The biggest perk is the ever-changing routine and all the learning opportunities that come with it. This year I have worked as a freelancer in a few different studios and agencies in New York, and it’s great to spend time in a different office, learning how they work, meeting new people, getting to know a new neighborhood. The biggest concerns are financial — if I stay a couple of weeks in between one job and the other, it may not seem like much, but in New York money runs out fast (and with no national health service, having to pay for my own health insurance also adds up). I would happily work full-time if I found a place with great fit, but since I enjoy freelancing, I am being quite picky about it!
You can see Luisa’s work here.
Next interviewee …
Luisa is nominating the next lady to be interviewed:
The person I choose to be the next interviewee is Elena Veguillas. She is a brilliant researcher from Spain doing her PhD in London, and she’s someone with a contagious passion for letterforms. She’s also a dear friend and I miss her terribly!

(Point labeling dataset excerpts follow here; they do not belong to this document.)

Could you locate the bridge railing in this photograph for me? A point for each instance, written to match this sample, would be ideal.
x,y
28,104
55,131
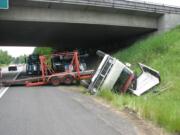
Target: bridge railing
x,y
121,4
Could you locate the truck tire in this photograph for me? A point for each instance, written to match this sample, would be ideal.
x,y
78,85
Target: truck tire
x,y
55,81
68,79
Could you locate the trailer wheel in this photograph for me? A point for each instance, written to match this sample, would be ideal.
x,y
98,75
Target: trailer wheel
x,y
68,79
55,81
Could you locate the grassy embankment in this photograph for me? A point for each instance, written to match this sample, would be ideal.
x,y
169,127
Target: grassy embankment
x,y
161,52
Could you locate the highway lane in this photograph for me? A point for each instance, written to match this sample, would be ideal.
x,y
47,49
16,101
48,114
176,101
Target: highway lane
x,y
59,110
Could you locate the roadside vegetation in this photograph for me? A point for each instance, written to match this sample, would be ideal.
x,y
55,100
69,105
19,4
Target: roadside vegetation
x,y
161,105
5,58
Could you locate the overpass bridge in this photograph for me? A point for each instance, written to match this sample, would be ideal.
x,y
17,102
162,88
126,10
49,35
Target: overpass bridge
x,y
81,23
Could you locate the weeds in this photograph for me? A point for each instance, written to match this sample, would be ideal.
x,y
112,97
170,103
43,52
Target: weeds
x,y
162,52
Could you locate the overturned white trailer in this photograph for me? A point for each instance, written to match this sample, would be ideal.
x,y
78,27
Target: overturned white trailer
x,y
112,74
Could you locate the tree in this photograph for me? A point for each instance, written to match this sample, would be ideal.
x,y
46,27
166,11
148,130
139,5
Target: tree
x,y
5,58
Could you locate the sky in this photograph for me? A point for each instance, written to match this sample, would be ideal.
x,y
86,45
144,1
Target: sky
x,y
166,2
17,51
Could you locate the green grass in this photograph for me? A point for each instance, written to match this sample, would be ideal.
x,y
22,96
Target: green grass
x,y
161,52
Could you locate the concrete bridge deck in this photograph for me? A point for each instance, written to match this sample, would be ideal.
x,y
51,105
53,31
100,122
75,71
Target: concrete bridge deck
x,y
81,23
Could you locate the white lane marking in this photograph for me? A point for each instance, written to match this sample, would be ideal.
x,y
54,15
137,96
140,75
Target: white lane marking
x,y
6,88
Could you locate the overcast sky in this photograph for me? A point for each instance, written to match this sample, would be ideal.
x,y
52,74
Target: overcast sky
x,y
17,51
166,2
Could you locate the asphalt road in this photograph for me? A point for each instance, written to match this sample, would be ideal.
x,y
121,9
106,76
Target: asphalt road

Here is my question for Elena:
You have a wide variety of type-related practices: running a publishing house, researching, designing type specimens, and more. Is this compartmentalised (researcher by day, designer by night!), or do your different lines of work influence each other (and how)?
On a (very) personal note:
I am holding my second baby girl, one week old now, and diving deep into Luisa’s answers. She takes me to places and years past and is full of self-reflection. I’m also reflecting on choices in life and pushing ourselves into unknown territories … Thinking of what we have accomplished and what is yet to be done … Taking some courageous steps, in order to carefully build the life we want. I am leaving comments open for a short while, so please share with us what you thought.